# Ankle stretches



## MHFoundation Quarters (Feb 23, 2011)

That's what I do drafty. Most of the time it's on a gate in between horses lol!


----------



## DraftyAiresMum (Jun 1, 2011)

LOL, MHFQ! I did these stretches was when I was working as a costumer on a local production of Sweeney Todd a few months ago. Everyone thought I was crazy, but I got a few of them to try it and pretty soon all of them were doing it. lol


----------



## MHFoundation Quarters (Feb 23, 2011)

Being a costumer sounds fun!


----------



## ScharmLily (Nov 23, 2009)

I always do those stretches on my left ankle before I ride....broke it 4 yrs ago and it is still super stiff.


----------



## DraftyAiresMum (Jun 1, 2011)

MHFoundation Quarters said:


> Being a costumer sounds fun!


It was an absolute BLAST!! I also got to work the fog machine for the oven set piece, which was hella fun. Whenever someone got killed by Sweeney or anything like that happened, I'd send out a belch of "smoke." If you've ever seen the Broadway play, we were told by several people who had seen it in person that our production was better! :shock:



ScharmLily said:


> I always do those stretches on my left ankle before I ride....broke it 4 yrs ago and it is still super stiff.
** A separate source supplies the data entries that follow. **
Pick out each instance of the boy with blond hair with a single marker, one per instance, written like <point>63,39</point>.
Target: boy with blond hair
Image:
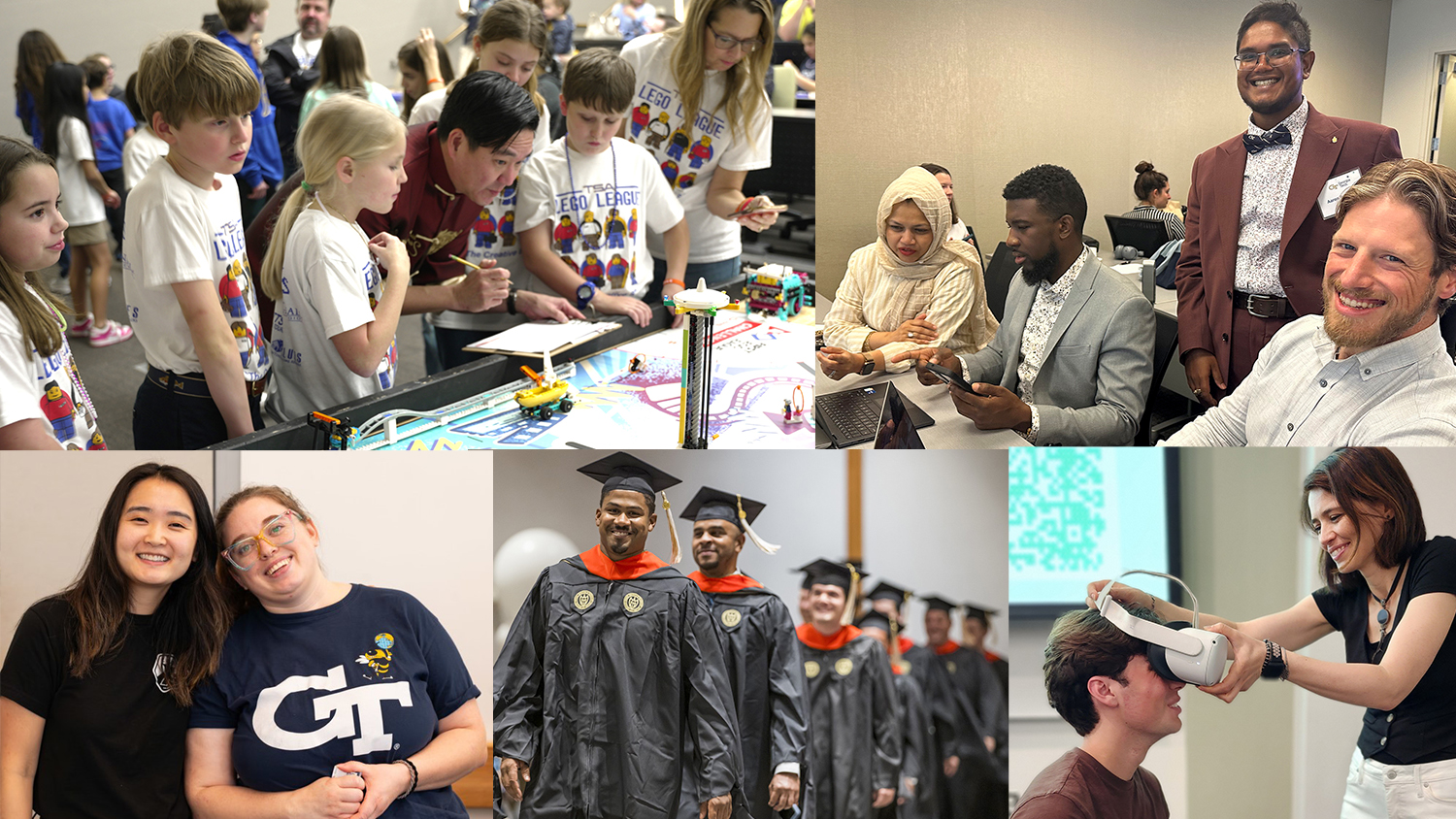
<point>185,268</point>
<point>262,168</point>
<point>591,171</point>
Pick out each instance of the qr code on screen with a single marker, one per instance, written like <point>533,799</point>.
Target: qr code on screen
<point>1057,502</point>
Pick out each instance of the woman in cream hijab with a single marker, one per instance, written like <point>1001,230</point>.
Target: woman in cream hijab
<point>911,288</point>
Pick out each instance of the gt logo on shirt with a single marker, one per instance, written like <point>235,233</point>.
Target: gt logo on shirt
<point>340,707</point>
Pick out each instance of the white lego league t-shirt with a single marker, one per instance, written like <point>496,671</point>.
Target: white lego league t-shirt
<point>687,153</point>
<point>44,386</point>
<point>600,209</point>
<point>180,233</point>
<point>331,284</point>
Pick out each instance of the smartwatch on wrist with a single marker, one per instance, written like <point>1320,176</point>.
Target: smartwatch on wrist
<point>585,291</point>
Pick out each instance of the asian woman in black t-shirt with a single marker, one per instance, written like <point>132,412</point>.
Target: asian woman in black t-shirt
<point>1392,594</point>
<point>99,678</point>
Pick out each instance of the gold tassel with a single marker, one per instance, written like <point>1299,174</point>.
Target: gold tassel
<point>850,603</point>
<point>672,530</point>
<point>753,536</point>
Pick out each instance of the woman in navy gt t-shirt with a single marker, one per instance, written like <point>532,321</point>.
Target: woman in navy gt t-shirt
<point>331,699</point>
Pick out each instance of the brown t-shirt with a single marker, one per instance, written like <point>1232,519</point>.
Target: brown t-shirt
<point>1077,787</point>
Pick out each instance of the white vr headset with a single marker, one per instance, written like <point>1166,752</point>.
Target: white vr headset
<point>1178,650</point>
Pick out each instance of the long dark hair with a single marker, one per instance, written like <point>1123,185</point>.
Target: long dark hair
<point>191,618</point>
<point>410,55</point>
<point>64,84</point>
<point>935,171</point>
<point>1366,480</point>
<point>35,54</point>
<point>341,61</point>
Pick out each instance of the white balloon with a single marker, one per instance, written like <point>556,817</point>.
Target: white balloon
<point>520,560</point>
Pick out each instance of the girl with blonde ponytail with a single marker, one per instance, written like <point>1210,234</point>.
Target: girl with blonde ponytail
<point>334,328</point>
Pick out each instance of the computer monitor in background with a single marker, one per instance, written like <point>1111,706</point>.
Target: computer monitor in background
<point>1144,235</point>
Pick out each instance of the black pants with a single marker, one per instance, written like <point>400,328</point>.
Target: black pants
<point>162,419</point>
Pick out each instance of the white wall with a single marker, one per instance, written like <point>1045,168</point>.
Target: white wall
<point>935,522</point>
<point>1420,29</point>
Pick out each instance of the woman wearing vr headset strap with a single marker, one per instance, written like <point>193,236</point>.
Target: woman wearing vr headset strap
<point>1392,594</point>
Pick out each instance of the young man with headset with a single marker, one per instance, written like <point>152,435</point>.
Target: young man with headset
<point>1101,681</point>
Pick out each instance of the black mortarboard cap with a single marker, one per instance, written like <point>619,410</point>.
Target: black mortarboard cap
<point>876,620</point>
<point>626,472</point>
<point>888,591</point>
<point>977,612</point>
<point>940,604</point>
<point>716,505</point>
<point>814,568</point>
<point>830,573</point>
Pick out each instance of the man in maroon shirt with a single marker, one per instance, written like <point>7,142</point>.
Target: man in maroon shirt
<point>454,166</point>
<point>1100,681</point>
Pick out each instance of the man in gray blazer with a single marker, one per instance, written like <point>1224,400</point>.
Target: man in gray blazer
<point>1074,358</point>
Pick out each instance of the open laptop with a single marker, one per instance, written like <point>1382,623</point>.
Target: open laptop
<point>858,414</point>
<point>896,426</point>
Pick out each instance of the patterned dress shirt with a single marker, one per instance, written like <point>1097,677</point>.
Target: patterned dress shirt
<point>1261,214</point>
<point>1044,311</point>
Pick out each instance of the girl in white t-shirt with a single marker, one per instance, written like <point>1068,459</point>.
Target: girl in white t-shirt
<point>43,402</point>
<point>84,198</point>
<point>343,69</point>
<point>701,110</point>
<point>335,317</point>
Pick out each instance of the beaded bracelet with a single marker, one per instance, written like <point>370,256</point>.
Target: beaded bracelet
<point>414,777</point>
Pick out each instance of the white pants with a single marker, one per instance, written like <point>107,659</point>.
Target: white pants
<point>1376,790</point>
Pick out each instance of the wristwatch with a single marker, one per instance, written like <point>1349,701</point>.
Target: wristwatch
<point>585,291</point>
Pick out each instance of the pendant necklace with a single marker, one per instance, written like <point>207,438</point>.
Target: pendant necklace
<point>1383,615</point>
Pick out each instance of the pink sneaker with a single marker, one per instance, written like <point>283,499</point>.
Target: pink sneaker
<point>114,334</point>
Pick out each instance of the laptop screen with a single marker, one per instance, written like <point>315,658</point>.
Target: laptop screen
<point>896,426</point>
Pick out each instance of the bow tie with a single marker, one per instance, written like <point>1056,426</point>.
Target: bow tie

Sweet, Scharm. Good to know I'm on the right track. Last time I sprained my ankle was over ten years ago in high school playing soccer and I didn't have to do any dropping weight into my heels then. lol


----------



## waresbear (Jun 18, 2011)

You need to stretch the hamstrings which attach to the ankles. Do jumpsquats & 180's. Kidding, only I do such goofy things, but then again I can kick the crap outta most peops. I kickbox, lets out all my aggression & keeps me ripped.


----------



## DraftyAiresMum (Jun 1, 2011)

Yeah, I'm too fat to kickbox. 

I don't really have any aggression and any anger or frustration I have is best relieved by playing the piano.


----------



## waresbear (Jun 18, 2011)

You are not too fat to kickbox!!!!


----------



## DraftyAiresMum (Jun 1, 2011)

I tried it once (okay, it was that Billy Blanks Tae Bo crap, but close enough for government work!)...yeah, my BFF and I ended up falling on the floor laughing because we simply did not have the requisite dexterity or limberness to actually do the moves correctly.


----------



## waresbear (Jun 18, 2011)

Billy sucks, you come to my gym (my basement & garage), I will teach to kickbox & stretch your hamstrings. Hey wait, you're in Arizona, I am retiring there in a decade, stick around!


----------



## DraftyAiresMum (Jun 1, 2011)

LOL! I was hoping to move to Washington state soon, but at the rate I'm going, it might be a decade before I can move! lol What's the draw of AZ, if I may ask? I've lived here all my life and really don't see anything special about it. lol


----------



## Saddlebag (Jan 17, 2011)

This exercise should get you laughing. A 10" or 12" piece of 2x6 is set on the floor about 2 feet or so out from the wall. Wearing your riding boots, place the ball of the feet on the board and drop your heels to the floor. Use the wall for balance. OK, likely you are leaning forward a bit and your bum is sticking out. Now, straighten your knees. Now pull your bum in toward the wall and stand up nice and straight, if you can. Usually about this time the laughter starts. Feel the pull all the way up including the glutes. Relax and repeat 9 more times, daily then twice daily. Gradually increase how long you can stand straight. Set it up so you can watch tv. It works.


----------